When children live daily in a Montessori classroom, they learn through activity to coordinate their muscles and place them under the ready control of their mind. The joy they experience in this purposeful movement is akin to the motivation we as adults feel when we master a new sport, an instrument, or any other purposeful physical feat. In Montessori’s words:
The external aim [of the activity] was only a stimulus. The real aim was to satisfy an unconscious need, and this is why the operation is formative, for the child’s repetition was laying down in his nervous system an entirely new system of controls, in other words, establishing fresh co-ordinations between his muscles, co-ordinations not given by nature, but having to be acquired. It happens no differently with ourselves in sport, in all games that we repeat with enthusiasm. Tennis, football, and the like, do not have for their sole purpose the accurate moving of the ball, but they challenge us to acquire a new skill–something lacking before–and this feeling of enhancing our abilities is the real core of our delight in the game. (The Absorbent Mind, p. 180)
Many teachers in elementary schools have noticed that children come to them unable to control their bodies. They lack the dexterity to hold a pencil properly to write. They bump into furniture and each other as they move about the room. They cannot control their muscles well enough to tie shoe laces, or to replace food in their lunch boxes without making a mess, or use utensils properly to eat. Often, they have not learned to control their bodies well enough to hold themselves still in situations that call for stillness. .
While children grow in height automatically as they age, they do not grow in motor skills the same way. Without proper motives for activity, such as those found in a Montessori environment, children may miss the sensitive period in which coordinated movement develops optimally. Instead of channeling their childhood urge to move towards concentrated activity that helps them to gain control over their own bodies, they may expend much exuberant, plentiful energy in less purposeful movements, which do not yield the same benefit of coordination, refinement, and intellectual as well as muscular growth (and which as a result are not even as emotionally satisfying to a child).
As Dr. Montessori so wonderfully put it:
To give them their right place, man’s movements must be coordinated with the center–with the brain. Not only are thought and action two parts of the same occurrence, but it is through movement that the higher life expresses itself. To suppose otherwise is to make of man’s body a mass of muscles without a brain. (The Absorbent Mind, p. 141)
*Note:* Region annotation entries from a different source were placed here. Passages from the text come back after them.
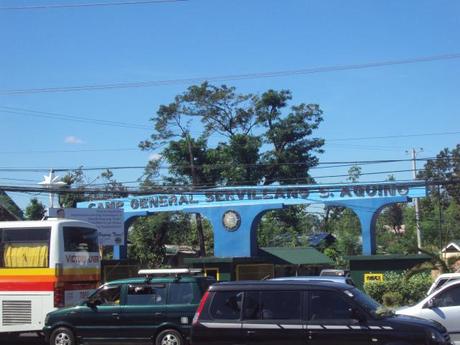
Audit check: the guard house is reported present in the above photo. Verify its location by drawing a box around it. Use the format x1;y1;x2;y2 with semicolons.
185;247;334;281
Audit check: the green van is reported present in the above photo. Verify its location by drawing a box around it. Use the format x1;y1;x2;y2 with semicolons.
43;269;215;345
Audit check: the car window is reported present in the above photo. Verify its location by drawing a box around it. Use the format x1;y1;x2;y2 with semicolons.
89;285;121;306
168;283;201;304
243;291;301;320
310;291;352;320
435;285;460;307
126;284;166;305
210;291;243;320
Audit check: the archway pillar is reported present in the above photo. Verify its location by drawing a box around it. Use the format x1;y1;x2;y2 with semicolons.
325;196;410;255
113;211;149;260
184;203;283;257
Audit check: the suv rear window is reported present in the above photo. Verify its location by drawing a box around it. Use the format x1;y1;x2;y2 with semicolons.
126;284;166;305
243;291;302;320
210;291;243;320
168;283;201;304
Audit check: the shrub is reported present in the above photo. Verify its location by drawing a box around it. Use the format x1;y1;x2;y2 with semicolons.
382;292;403;307
364;272;433;307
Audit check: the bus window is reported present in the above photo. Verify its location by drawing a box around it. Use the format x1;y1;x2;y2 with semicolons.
0;228;51;268
64;226;99;252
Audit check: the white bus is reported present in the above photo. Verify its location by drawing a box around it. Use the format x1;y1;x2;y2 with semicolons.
0;219;100;333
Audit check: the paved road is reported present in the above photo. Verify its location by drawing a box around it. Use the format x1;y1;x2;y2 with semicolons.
0;334;45;345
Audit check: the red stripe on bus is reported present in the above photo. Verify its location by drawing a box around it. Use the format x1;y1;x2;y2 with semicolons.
0;281;54;291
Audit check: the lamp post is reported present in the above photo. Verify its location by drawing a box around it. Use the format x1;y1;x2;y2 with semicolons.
38;169;67;208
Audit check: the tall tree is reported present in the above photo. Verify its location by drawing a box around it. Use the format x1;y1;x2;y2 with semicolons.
25;198;46;220
418;144;460;204
256;90;324;185
139;83;324;255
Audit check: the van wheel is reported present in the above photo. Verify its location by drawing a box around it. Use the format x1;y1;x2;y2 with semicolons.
155;329;184;345
50;327;76;345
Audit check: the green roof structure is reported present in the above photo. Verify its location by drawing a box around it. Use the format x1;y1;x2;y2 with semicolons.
259;247;334;265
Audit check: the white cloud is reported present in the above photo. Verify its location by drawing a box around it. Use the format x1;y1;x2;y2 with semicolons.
64;135;83;145
149;153;161;161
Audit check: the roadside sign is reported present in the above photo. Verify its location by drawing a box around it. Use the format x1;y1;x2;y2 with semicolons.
364;273;383;283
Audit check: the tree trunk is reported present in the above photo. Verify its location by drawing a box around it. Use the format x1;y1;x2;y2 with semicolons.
187;135;206;257
195;213;206;257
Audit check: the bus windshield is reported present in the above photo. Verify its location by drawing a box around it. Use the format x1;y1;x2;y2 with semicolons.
63;226;98;252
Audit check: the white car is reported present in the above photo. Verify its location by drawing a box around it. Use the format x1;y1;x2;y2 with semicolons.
426;272;460;296
396;280;460;345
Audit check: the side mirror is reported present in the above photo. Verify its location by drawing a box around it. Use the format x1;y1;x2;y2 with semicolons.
423;298;438;309
351;308;367;322
86;299;101;308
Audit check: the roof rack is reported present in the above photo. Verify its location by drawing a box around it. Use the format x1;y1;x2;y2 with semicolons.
137;268;203;278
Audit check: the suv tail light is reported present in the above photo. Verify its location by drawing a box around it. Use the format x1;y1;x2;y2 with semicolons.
192;291;209;325
54;286;65;308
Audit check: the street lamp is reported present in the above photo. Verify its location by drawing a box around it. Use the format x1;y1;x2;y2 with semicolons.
38;169;67;208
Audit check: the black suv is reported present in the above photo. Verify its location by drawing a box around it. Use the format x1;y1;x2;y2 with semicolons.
192;281;451;345
43;270;215;345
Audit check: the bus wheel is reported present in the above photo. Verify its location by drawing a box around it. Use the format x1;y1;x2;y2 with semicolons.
50;327;76;345
155;329;184;345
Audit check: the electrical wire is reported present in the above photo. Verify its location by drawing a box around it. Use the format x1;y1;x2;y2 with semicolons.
0;155;451;172
0;0;188;11
0;53;460;96
0;106;152;130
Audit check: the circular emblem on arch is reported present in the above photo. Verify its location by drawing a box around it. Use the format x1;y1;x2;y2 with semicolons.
222;210;241;231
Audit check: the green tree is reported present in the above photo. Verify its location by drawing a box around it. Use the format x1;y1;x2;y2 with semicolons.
25;198;46;220
418;144;460;204
128;212;213;268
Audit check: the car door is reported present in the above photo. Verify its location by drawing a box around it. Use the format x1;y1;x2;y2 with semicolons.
166;280;201;334
306;290;371;345
198;291;245;345
417;284;460;343
69;285;122;342
242;291;306;345
121;282;166;340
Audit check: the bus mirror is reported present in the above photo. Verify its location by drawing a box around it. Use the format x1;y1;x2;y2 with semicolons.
351;308;366;322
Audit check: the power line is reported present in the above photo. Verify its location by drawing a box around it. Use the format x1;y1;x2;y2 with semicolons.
0;0;188;11
0;53;460;95
0;155;442;172
0;106;152;130
0;179;454;195
327;131;460;142
0;148;140;154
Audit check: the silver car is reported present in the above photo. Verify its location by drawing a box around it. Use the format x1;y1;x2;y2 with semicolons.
396;280;460;345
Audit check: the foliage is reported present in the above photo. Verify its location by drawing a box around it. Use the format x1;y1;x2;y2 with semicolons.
128;212;213;268
419;144;460;204
139;82;324;254
364;272;433;307
25;198;46;220
257;206;321;247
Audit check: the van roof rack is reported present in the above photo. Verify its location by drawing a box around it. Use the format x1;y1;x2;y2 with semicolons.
137;268;203;279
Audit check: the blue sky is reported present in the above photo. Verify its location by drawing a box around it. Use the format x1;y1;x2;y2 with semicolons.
0;0;460;206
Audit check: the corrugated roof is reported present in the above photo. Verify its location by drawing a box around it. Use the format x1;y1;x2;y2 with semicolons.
259;247;334;265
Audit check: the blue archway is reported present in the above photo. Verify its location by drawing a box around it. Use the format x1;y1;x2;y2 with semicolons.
77;181;427;258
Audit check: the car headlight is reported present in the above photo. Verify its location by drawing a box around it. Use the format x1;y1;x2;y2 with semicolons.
428;329;444;344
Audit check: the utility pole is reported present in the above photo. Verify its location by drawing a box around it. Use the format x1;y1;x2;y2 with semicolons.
406;148;423;253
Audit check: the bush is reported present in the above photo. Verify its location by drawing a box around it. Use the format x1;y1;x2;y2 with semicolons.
364;272;433;307
382;292;403;307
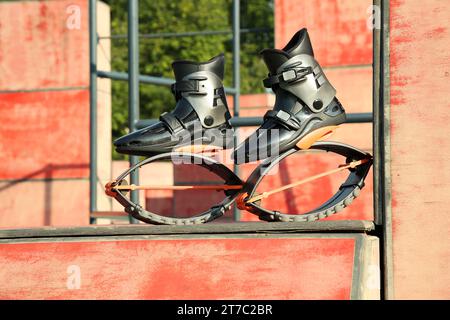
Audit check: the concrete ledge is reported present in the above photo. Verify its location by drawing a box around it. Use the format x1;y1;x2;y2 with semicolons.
0;220;375;239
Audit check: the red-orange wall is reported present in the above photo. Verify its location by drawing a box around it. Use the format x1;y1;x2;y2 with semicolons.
0;0;89;227
389;0;450;299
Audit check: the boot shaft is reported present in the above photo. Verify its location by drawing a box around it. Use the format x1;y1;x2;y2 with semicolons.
261;29;336;113
172;54;230;128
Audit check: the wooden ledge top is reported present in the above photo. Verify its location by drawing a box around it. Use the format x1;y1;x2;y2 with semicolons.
0;220;375;239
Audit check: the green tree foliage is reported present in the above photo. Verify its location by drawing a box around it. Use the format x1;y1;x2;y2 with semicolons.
106;0;273;158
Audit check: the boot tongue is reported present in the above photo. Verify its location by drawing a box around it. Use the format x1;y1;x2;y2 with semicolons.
172;53;225;81
261;28;314;74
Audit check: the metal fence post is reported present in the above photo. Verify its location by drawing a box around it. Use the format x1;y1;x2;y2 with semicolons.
89;0;97;223
128;0;139;223
233;0;241;221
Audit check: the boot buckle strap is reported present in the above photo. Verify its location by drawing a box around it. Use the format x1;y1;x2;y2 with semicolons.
170;77;208;95
263;67;313;88
264;110;301;130
159;112;184;134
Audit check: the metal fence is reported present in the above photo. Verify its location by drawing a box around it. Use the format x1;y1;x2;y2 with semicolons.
89;0;373;223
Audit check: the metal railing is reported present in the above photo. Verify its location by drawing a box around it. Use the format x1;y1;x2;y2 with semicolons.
89;0;372;223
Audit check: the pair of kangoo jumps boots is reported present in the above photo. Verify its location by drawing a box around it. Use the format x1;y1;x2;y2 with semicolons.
106;29;372;225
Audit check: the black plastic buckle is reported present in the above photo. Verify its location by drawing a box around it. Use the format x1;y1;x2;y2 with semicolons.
281;67;312;83
263;67;313;88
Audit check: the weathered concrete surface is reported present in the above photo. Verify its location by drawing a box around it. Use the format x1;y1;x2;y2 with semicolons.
390;0;450;299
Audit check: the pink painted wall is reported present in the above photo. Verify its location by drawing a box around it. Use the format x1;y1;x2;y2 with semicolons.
0;235;362;299
390;0;450;299
0;0;110;227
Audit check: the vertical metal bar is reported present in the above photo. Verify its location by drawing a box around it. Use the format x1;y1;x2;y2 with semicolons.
233;0;241;221
380;0;395;300
128;0;139;223
89;0;97;223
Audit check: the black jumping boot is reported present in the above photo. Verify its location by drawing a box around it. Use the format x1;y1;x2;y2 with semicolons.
114;54;233;156
233;29;345;164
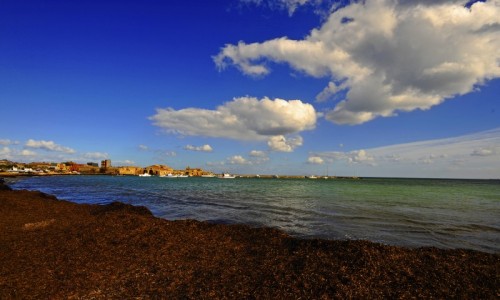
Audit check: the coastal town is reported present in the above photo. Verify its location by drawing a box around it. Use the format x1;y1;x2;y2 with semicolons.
0;159;360;179
0;159;213;177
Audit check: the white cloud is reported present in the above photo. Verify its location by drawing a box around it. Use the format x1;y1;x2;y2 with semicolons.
0;147;12;159
240;0;335;16
471;148;495;156
250;150;267;157
184;144;213;152
150;97;316;140
309;128;500;178
0;139;19;146
267;135;303;152
307;156;325;165
25;139;76;154
227;155;251;165
19;149;36;156
83;152;109;160
213;0;500;124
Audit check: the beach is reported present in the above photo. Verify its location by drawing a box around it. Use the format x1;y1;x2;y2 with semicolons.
0;179;500;299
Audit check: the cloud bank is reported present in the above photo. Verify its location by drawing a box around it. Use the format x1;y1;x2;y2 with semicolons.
308;128;500;178
213;0;500;125
25;139;76;154
150;97;316;145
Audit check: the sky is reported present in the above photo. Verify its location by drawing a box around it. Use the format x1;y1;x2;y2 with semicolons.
0;0;500;178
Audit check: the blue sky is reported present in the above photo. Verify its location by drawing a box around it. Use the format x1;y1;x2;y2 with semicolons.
0;0;500;178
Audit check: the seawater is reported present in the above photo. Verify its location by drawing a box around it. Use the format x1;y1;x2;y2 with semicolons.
10;176;500;253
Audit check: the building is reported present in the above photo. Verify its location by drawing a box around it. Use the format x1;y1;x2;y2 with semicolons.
184;167;207;176
118;167;144;175
144;165;174;176
101;159;111;169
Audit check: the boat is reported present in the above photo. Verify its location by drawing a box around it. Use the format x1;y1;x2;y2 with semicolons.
201;174;215;178
218;173;236;179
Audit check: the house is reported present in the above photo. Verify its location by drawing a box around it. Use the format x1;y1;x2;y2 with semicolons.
144;165;174;176
117;167;144;175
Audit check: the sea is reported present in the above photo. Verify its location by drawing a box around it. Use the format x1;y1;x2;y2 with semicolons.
9;175;500;253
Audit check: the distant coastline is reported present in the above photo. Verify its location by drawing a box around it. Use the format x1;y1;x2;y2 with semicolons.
0;180;500;299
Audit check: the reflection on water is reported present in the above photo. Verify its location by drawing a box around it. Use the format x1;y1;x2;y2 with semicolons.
12;176;500;252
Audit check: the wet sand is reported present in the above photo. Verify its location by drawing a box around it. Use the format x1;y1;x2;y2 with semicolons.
0;183;500;299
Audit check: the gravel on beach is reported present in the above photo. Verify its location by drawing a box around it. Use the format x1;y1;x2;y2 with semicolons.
0;182;500;299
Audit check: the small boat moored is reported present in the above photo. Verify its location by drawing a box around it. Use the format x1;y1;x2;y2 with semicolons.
218;173;236;179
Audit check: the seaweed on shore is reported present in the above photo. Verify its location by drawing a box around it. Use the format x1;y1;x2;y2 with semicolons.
0;185;500;299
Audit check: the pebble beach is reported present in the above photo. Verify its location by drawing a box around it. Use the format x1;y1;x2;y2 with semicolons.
0;179;500;299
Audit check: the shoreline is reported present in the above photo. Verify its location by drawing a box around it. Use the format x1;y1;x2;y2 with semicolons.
0;181;500;299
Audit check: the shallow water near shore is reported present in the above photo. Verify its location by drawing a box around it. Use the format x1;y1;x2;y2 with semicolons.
10;176;500;253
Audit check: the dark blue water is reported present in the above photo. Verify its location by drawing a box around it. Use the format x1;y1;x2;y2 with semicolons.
11;176;500;253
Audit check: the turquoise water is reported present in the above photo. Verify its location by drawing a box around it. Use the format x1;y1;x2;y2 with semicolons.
11;176;500;253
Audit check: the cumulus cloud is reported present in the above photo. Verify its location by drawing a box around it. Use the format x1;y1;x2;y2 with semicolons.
184;144;213;152
267;135;303;152
83;152;109;160
25;139;76;154
471;149;495;156
0;147;12;159
213;0;500;124
150;97;316;140
309;128;500;178
0;139;19;146
307;156;325;165
19;149;36;156
250;150;267;157
240;0;335;16
227;155;251;165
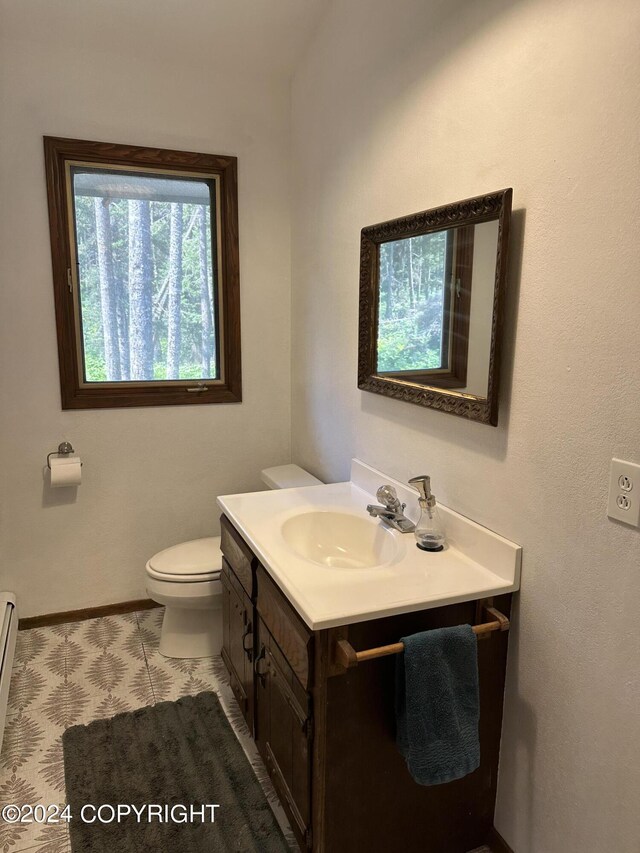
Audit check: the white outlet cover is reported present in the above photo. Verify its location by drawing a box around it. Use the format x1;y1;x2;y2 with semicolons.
607;459;640;527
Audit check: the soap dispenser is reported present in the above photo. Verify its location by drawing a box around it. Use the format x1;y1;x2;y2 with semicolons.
409;474;445;551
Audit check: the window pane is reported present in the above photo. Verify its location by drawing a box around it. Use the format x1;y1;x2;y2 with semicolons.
378;231;451;373
71;167;220;382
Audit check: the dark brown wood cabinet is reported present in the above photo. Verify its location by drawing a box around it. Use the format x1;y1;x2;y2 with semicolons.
220;561;254;731
222;516;511;853
255;618;313;849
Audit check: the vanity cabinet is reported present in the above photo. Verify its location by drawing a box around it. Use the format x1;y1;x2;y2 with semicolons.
220;520;257;731
222;516;511;853
255;618;313;849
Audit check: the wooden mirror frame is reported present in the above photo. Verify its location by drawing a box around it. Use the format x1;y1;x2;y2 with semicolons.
358;189;512;426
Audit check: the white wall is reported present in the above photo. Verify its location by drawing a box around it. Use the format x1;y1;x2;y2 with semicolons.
292;0;640;853
0;0;290;616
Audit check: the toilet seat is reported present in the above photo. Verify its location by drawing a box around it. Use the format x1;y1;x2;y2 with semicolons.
146;536;222;583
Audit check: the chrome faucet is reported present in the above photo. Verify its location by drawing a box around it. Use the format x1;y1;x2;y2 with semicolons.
367;486;416;533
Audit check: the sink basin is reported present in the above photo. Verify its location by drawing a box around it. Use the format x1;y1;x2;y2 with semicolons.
281;510;399;569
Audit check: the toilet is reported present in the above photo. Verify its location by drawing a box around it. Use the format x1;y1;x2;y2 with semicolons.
146;465;321;658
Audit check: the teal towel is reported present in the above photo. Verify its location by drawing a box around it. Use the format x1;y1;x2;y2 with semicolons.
396;625;480;785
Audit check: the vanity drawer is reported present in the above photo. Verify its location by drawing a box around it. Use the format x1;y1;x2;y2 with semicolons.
257;565;313;689
220;515;257;600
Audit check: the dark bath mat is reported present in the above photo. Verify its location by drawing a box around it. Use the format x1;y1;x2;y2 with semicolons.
62;693;289;853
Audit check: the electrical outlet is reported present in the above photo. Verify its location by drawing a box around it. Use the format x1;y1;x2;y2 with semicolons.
607;459;640;527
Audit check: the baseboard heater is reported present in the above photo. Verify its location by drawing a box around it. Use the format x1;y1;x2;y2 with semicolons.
0;592;18;750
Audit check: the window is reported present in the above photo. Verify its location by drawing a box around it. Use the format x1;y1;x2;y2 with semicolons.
45;137;241;409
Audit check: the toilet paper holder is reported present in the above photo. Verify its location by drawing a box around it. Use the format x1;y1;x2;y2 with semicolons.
47;441;82;470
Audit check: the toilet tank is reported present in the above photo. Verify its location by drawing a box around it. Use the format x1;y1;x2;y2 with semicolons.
260;465;323;489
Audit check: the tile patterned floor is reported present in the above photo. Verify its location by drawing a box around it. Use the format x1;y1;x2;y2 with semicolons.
0;608;298;853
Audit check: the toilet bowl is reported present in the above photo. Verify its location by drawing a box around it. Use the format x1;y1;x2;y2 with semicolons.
146;465;321;658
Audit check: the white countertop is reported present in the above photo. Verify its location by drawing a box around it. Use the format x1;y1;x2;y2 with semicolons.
218;460;521;630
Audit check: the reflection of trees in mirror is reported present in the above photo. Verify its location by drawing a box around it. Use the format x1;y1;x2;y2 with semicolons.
378;231;450;373
75;194;218;382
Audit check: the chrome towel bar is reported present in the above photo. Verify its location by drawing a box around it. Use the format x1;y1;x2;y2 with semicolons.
334;602;511;669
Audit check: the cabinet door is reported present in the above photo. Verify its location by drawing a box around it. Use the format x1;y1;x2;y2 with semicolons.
255;619;312;849
220;564;254;732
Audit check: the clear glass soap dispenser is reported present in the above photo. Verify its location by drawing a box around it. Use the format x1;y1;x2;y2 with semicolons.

So when we look at an active, rambunctious 3-year-old running into our classroom on the first day of school, we do not see a misadjusted or hyperactive child. We see a child at the cusp of a sensitive period for movement, a child whose mind and body are calling for an opportunity to concentrate, a child who, in a carefully prepared environment full of enticing stimuli, will bring his abundant physical energy under the control of his will. We are excited to welcome him into our midst, and to experience together with you, his parents, the wonderful journey of growth as this little person learns to master his body to manifest his own unique personality.